Seduction is an awkward game. Stakes are high, as is the suitor’s vulnerability. But when the object of your desire is a ferocious predator that eats animals that look like you for breakfast, dating becomes a dance with death.


Darwin's bark spider

This is particularly true of Darwin’s bark spider (Caerostris darwini). The female is Goliath to his David; about 14 times his weight. To seduce her, the male must gingerly traverse her enormous web – a succession of tripwires designed to sense the slightest vibration – and copulate, all without triggering her attacking instinct.

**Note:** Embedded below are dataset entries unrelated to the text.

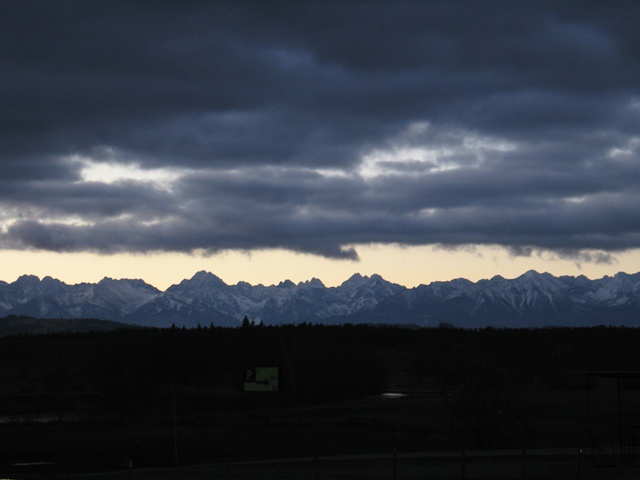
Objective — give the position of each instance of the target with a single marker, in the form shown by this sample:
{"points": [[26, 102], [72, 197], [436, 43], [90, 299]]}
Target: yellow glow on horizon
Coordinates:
{"points": [[408, 266]]}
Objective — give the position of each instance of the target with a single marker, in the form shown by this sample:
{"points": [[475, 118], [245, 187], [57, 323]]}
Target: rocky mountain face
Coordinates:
{"points": [[531, 300], [203, 299]]}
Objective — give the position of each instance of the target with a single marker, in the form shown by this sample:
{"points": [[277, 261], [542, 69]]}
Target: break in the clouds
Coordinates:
{"points": [[320, 126]]}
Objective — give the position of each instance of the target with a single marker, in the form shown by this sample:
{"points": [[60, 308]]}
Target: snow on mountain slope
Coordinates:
{"points": [[533, 299]]}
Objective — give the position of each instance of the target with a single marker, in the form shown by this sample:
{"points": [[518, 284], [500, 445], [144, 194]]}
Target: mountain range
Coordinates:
{"points": [[531, 300]]}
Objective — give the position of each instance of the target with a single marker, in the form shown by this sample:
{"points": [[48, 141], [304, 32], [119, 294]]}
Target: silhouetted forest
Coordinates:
{"points": [[133, 370]]}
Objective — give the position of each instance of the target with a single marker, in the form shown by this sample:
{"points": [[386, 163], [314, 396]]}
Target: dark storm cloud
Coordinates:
{"points": [[314, 126]]}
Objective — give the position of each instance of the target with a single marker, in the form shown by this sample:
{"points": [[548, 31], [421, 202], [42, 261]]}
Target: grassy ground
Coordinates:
{"points": [[409, 425]]}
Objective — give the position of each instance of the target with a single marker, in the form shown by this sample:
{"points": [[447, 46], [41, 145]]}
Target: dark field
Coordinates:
{"points": [[87, 403]]}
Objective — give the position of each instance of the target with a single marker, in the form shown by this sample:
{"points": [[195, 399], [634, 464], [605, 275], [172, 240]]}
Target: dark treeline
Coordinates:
{"points": [[132, 370]]}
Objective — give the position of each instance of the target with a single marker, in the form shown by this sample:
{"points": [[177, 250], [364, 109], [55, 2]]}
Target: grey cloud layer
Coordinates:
{"points": [[529, 114]]}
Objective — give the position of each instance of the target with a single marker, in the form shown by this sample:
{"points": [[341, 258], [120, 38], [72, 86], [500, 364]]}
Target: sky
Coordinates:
{"points": [[262, 141]]}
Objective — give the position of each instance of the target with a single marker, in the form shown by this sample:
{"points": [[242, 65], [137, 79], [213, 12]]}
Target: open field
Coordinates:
{"points": [[77, 405]]}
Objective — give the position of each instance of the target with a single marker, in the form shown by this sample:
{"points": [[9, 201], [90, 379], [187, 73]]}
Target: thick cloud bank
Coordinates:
{"points": [[318, 126]]}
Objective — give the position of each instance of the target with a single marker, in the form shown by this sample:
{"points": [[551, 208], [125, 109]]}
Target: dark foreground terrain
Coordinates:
{"points": [[134, 402]]}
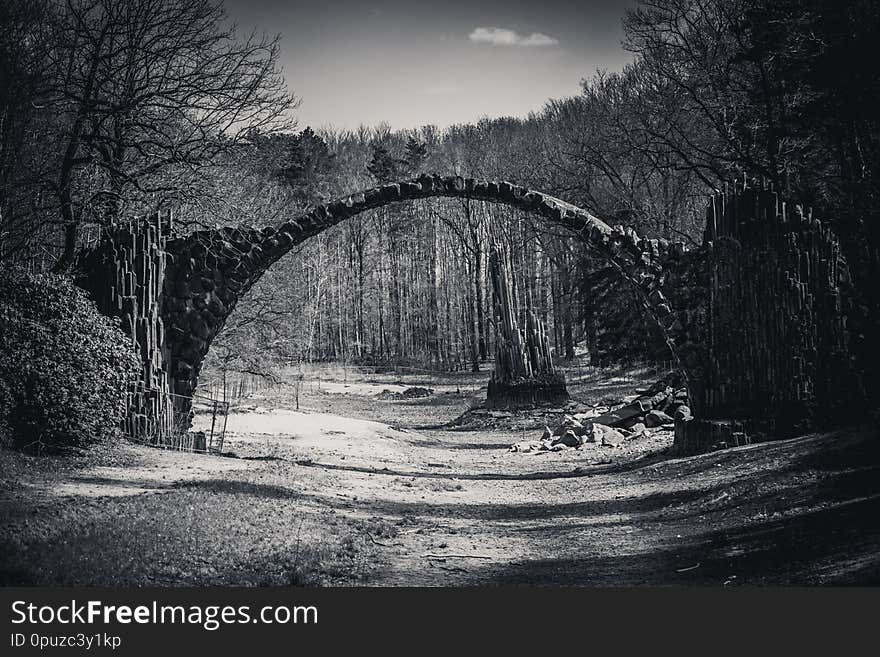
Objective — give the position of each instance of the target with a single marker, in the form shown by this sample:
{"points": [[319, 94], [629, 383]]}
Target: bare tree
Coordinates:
{"points": [[143, 96]]}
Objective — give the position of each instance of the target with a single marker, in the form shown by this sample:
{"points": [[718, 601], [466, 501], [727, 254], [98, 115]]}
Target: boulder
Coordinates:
{"points": [[637, 429], [657, 419], [569, 439], [568, 423], [605, 435], [631, 410], [527, 446], [683, 413]]}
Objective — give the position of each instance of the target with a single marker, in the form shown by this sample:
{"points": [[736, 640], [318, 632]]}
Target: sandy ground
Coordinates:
{"points": [[351, 489]]}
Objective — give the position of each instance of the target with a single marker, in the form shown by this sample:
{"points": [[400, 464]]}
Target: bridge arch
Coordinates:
{"points": [[208, 271]]}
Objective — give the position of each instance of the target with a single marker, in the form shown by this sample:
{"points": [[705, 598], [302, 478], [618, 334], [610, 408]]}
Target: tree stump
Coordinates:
{"points": [[523, 374]]}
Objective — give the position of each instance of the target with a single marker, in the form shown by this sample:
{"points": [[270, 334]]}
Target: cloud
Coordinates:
{"points": [[441, 90], [499, 36]]}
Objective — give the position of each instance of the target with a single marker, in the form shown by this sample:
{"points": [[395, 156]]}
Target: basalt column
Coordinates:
{"points": [[125, 276], [524, 374]]}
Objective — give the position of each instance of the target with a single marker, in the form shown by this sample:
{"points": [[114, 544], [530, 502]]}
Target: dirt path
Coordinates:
{"points": [[319, 497]]}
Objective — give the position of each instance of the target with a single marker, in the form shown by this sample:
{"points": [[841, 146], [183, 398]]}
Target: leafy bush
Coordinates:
{"points": [[64, 367]]}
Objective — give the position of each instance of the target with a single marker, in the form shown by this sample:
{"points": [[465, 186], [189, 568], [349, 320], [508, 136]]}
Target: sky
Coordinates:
{"points": [[413, 63]]}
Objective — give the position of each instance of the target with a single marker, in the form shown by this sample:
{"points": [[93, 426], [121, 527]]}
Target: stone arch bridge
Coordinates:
{"points": [[174, 294]]}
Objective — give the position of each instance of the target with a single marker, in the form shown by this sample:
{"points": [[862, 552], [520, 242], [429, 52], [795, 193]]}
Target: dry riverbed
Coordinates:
{"points": [[358, 487]]}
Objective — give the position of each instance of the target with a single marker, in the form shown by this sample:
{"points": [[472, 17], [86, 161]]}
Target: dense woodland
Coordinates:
{"points": [[114, 109]]}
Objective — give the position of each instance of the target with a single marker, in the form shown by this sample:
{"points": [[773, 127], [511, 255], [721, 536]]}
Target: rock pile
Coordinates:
{"points": [[656, 407], [410, 393]]}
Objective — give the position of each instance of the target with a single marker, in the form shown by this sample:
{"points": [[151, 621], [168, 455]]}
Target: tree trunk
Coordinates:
{"points": [[524, 374]]}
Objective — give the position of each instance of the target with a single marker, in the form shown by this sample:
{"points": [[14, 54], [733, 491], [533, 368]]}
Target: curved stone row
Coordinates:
{"points": [[209, 270]]}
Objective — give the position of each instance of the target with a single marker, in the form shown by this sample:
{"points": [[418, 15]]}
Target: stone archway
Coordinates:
{"points": [[756, 317], [208, 271]]}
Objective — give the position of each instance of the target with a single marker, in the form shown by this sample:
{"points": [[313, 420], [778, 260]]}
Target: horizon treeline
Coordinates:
{"points": [[115, 109]]}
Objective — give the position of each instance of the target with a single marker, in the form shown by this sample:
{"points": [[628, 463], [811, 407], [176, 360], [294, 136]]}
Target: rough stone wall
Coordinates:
{"points": [[208, 271], [125, 276], [771, 283]]}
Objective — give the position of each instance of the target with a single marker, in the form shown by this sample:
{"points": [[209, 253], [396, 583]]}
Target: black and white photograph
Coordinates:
{"points": [[389, 293]]}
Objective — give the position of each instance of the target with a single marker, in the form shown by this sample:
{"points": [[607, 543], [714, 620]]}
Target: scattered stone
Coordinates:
{"points": [[605, 435], [568, 423], [638, 429], [410, 393], [657, 419], [527, 446], [683, 413], [569, 439]]}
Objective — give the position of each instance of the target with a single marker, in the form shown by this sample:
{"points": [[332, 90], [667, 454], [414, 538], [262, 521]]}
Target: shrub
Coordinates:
{"points": [[64, 367]]}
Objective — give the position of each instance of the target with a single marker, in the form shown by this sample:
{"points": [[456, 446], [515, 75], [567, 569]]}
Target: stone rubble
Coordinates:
{"points": [[653, 409]]}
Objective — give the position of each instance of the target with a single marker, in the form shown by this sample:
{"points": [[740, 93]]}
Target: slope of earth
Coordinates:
{"points": [[357, 487]]}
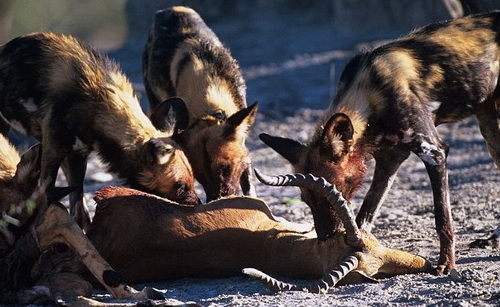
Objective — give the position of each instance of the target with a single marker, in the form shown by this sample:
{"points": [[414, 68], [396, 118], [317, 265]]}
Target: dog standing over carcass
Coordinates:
{"points": [[387, 105], [185, 66], [29, 226], [74, 100], [170, 240]]}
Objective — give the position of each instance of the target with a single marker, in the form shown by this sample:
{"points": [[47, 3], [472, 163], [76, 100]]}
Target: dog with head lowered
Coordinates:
{"points": [[388, 104], [74, 100], [187, 68]]}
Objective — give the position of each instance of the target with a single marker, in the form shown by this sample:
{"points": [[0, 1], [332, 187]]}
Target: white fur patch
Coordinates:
{"points": [[23, 172], [220, 97], [433, 106], [427, 154], [29, 105], [17, 126]]}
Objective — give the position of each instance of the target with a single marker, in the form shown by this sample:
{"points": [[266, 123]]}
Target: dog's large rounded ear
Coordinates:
{"points": [[336, 138], [28, 169], [171, 115], [158, 152], [287, 148], [242, 119]]}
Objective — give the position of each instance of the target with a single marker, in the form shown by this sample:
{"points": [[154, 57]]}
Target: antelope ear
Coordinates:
{"points": [[171, 114], [287, 148], [244, 116], [337, 135], [28, 169], [158, 152]]}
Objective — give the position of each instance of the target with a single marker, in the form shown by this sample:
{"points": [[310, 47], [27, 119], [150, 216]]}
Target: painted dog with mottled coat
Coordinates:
{"points": [[186, 65], [75, 100], [387, 105]]}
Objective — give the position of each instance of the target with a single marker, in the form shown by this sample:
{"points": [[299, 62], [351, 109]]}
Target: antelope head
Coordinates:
{"points": [[166, 169], [215, 146], [331, 156], [362, 251]]}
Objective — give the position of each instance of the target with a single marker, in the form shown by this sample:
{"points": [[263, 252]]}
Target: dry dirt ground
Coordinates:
{"points": [[406, 222]]}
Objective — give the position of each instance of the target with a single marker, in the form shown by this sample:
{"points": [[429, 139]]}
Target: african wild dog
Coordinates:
{"points": [[387, 105], [184, 58], [75, 100], [230, 234]]}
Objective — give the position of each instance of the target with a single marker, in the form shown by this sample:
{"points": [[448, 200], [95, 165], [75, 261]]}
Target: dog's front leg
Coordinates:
{"points": [[386, 167]]}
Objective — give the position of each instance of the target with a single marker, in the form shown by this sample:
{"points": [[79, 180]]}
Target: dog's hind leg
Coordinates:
{"points": [[488, 114]]}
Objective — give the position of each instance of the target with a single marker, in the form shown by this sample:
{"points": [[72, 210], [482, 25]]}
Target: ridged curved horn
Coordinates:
{"points": [[320, 185], [322, 285]]}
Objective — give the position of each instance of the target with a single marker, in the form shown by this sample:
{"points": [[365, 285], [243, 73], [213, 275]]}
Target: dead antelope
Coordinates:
{"points": [[387, 105], [171, 240], [75, 100], [28, 226], [186, 66]]}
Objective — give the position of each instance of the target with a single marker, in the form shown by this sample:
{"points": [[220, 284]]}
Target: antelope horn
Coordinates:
{"points": [[320, 185], [322, 285]]}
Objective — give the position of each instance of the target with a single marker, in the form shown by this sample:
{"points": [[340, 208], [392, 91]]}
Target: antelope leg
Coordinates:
{"points": [[57, 226]]}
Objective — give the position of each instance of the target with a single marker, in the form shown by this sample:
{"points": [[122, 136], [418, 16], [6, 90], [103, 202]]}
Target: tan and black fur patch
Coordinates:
{"points": [[185, 59], [75, 100], [387, 105]]}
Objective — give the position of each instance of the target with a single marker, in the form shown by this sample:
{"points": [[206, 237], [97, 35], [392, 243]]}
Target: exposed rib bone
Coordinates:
{"points": [[322, 285], [329, 191]]}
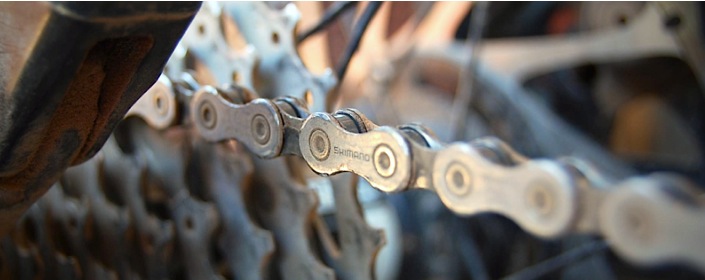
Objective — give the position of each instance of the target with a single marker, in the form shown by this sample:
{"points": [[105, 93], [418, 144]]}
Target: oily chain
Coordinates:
{"points": [[649, 220]]}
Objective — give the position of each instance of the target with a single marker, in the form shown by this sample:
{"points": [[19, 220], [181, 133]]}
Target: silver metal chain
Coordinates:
{"points": [[647, 219]]}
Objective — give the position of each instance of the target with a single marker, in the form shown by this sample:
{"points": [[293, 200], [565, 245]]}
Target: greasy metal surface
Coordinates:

The big spider in the middle of a web is, in fact, always female. Males are little more than walking sacs of sperm without the time, or need, for hunting. Their webs and weaponry are puny in comparison – females have the longest fangs and most potent venom. They also live longer and grow larger in order to nourish as many eggs as possible. To do so they’ve become nature’s greatest (and deadliest) engineers.

Males are little more than walking sacs of sperm without the time, or need, for hunting.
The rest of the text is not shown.